So as an intern in a big company I was given the task to get comfortable with docker. The problem is that docker is quite fresh so there isn't really that much of good tutorials out there. After reading a bunch of articles and sparse tutorials (even taken the official tutorial at https://www.docker.com/tryit), I still straggled to get a firm grip on what docker even is supposed to be used for. Therefore I decided to make this tutorial for a total beginner like me.

Docker vs VirtualBox

There are many different explanations on the internet about what docker is and when to use it. Most of them however tend to complicate things more than giving some practical information for a total beginner.

Docker simply put is a replacement for virtual machines. I will use virtual box as a comparison example since it's very easy for anyone to download and try to see the differences themselves.

The application VirtualBox is essentially a virtual machine manager.

Each and every of the OSes you see in the picture above, is an installed virtual machines. Each such machine has it's own installed OS, kernel, virtual devices like hard disks, network cards etc. All this takes a considerate amount of memory and needs extra processing power. All virtual machines (VM) like VMware, Parallels, behave the same.
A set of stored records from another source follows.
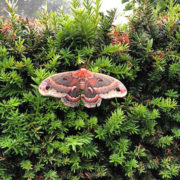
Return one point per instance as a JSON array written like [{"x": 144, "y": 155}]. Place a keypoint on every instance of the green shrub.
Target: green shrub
[{"x": 132, "y": 138}]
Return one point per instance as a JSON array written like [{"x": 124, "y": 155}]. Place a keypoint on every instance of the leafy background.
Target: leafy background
[{"x": 132, "y": 138}]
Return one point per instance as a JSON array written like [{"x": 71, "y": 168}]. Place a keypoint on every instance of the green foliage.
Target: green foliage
[{"x": 132, "y": 138}]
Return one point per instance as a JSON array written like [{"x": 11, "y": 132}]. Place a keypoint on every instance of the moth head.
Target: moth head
[
  {"x": 44, "y": 87},
  {"x": 121, "y": 89}
]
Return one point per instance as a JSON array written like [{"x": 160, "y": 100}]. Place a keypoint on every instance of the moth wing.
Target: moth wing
[
  {"x": 62, "y": 85},
  {"x": 107, "y": 87},
  {"x": 90, "y": 98}
]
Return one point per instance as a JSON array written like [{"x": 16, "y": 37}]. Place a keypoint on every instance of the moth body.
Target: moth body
[{"x": 93, "y": 87}]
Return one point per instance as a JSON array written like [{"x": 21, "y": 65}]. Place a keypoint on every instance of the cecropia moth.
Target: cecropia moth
[{"x": 82, "y": 84}]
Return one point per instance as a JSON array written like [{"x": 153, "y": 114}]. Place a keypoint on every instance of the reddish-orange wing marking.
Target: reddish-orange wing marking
[{"x": 94, "y": 87}]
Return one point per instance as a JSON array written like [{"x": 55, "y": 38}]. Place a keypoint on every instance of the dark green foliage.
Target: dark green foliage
[{"x": 132, "y": 138}]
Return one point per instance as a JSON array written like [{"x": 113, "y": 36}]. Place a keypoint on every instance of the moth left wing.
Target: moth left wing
[{"x": 62, "y": 85}]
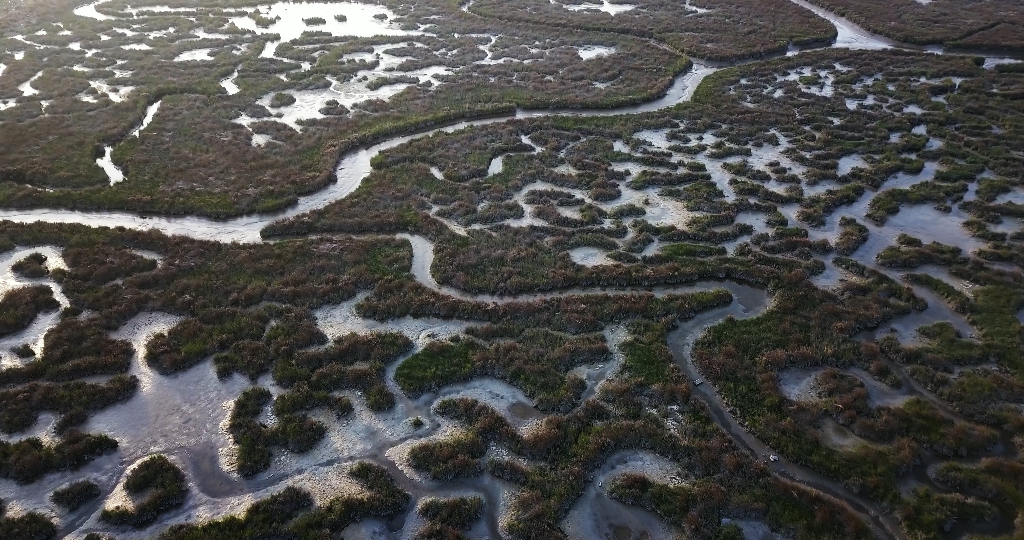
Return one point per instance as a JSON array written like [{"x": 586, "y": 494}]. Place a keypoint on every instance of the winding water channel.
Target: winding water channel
[{"x": 152, "y": 421}]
Now imagine that we want to use nmap from an OpenSUSE machine but we are on an Ubuntu. Using VirtualBox we would have to install the whole OS and then run it as a virtual machine. The memory consumption is humongous for such a trivial task.

In contrast to VirtualBox or any other virtual machine, Docker doesn't install the whole OS. Instead it uses the kernel and hardware of our primary computer (the host). This makes Docker to virtualize super fast and consume only a fraction of the memory we would else need. See the benefits? Imagine if we wanted to run 4 different programs on 4 different OSes. That would take at a minimum 2GB of RAM.

But why would you want to run nmap on openSUSE instead of the host computer? Well this was just a silly example. There are other examples that prove the importance of a tool like Docker. Imagine that you're a developer and you want to test your program on 10 different distributions for example. Or maybe you are the server administrator on a company and just updated your web server but the update broke something. No problem, you can run your web server virtualized on the older system version. Or maybe you want to run a web service in a quarantine for security reasons. As you see there are loads of different uses.

One question might rise though: how do we separate each "virtual machine" from the rest of the stuff on our computer? Docker solves this with different kernel (and non-kernel) mechanisms. We don't have to bother about them though, since Docker takes hands of everything for us. That's the beauty of it afterall: simplicity.

Install docker

Docker is in the ubuntu repositories (Ubuntu 14.04 here) so it's as straightforward as:
sudo apt-get install docker

Once installed, a daemon (service) of the docker will be running. You can check that with

sudo service docker.io status

The daemon is called docker.io as you might have noticed. The client that we willuse is simply called docker. Pay attention to this tiny but significant detail.

Configuration

Do these two things before using docker to avoid any annoying warnings and problems.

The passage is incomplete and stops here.